Web scraping is one of the most practical Python skills you can learn. Whether you're collecting product prices, monitoring competitor websites, or building datasets for analysis, BeautifulSoup remains the go-to library for parsing HTML in Python.
In this tutorial, I'll walk you through everything from installing BeautifulSoup to handling real-world scraping challenges like pagination and JavaScript-rendered pages.
What You'll Learn
- Installing and setting up BeautifulSoup
- Parsing HTML and navigating the DOM
- Using CSS selectors to extract data
- Handling pagination
- Dealing with JavaScript-rendered content
- Best practices for production scraping
1. Installing BeautifulSoup
BeautifulSoup4 (bs4) works alongside a parser. The recommended setup:
pip install beautifulsoup4 requests lxml
-
beautifulsoup4— the parsing library -
requests— for fetching web pages -
lxml— a fast HTML/XML parser (faster than the built-inhtml.parser)
Quick verification:
from bs4 import BeautifulSoup
import requests
response = requests.get("https://example.com")

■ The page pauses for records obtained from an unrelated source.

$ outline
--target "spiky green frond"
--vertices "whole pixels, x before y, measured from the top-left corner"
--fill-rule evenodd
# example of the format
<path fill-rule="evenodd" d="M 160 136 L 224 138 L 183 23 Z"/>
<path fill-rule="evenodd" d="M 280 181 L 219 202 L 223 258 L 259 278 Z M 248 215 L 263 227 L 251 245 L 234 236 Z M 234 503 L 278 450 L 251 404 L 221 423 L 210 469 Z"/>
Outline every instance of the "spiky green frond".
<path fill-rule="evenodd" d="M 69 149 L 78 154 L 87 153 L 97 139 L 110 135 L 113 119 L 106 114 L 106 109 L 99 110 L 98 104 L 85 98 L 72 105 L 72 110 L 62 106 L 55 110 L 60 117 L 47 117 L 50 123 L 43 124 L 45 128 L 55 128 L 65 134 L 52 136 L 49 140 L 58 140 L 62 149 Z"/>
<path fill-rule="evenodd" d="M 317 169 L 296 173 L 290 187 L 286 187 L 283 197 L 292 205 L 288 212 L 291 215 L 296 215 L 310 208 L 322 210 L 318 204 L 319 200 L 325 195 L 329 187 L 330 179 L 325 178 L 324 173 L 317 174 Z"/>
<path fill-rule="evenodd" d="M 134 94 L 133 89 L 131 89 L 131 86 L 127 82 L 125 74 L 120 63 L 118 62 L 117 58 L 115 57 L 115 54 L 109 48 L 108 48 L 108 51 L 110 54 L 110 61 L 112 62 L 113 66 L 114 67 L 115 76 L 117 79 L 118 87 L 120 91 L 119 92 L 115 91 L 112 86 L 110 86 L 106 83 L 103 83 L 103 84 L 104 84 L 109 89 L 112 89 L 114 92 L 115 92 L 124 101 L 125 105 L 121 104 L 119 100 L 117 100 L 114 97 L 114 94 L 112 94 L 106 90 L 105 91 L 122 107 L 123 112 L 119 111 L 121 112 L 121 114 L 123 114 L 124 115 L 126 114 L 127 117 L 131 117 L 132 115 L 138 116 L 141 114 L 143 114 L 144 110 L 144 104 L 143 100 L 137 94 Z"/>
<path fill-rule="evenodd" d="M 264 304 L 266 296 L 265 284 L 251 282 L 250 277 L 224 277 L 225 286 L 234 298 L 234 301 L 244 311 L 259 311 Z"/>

soup = BeautifulSoup(response.text, "lxml")
print(soup.title.string)
# Output: Example Domain
2. Parsing HTML: The Fundamentals
Let's work with a practical example. Say you want to scrape book data from a website:
from bs4 import BeautifulSoup
import requests
url = "https://books.toscrape.com/"
response = requests.get(url)
soup = BeautifulSoup(response.text, "lxml")
# Find all book containers
books = soup.find_all("article", class_="product_pod")
for book in books:
title = book.h3.a["title"]
price = book.select_one(".price_color").text
availability = book.select_one(".availability").text.strip()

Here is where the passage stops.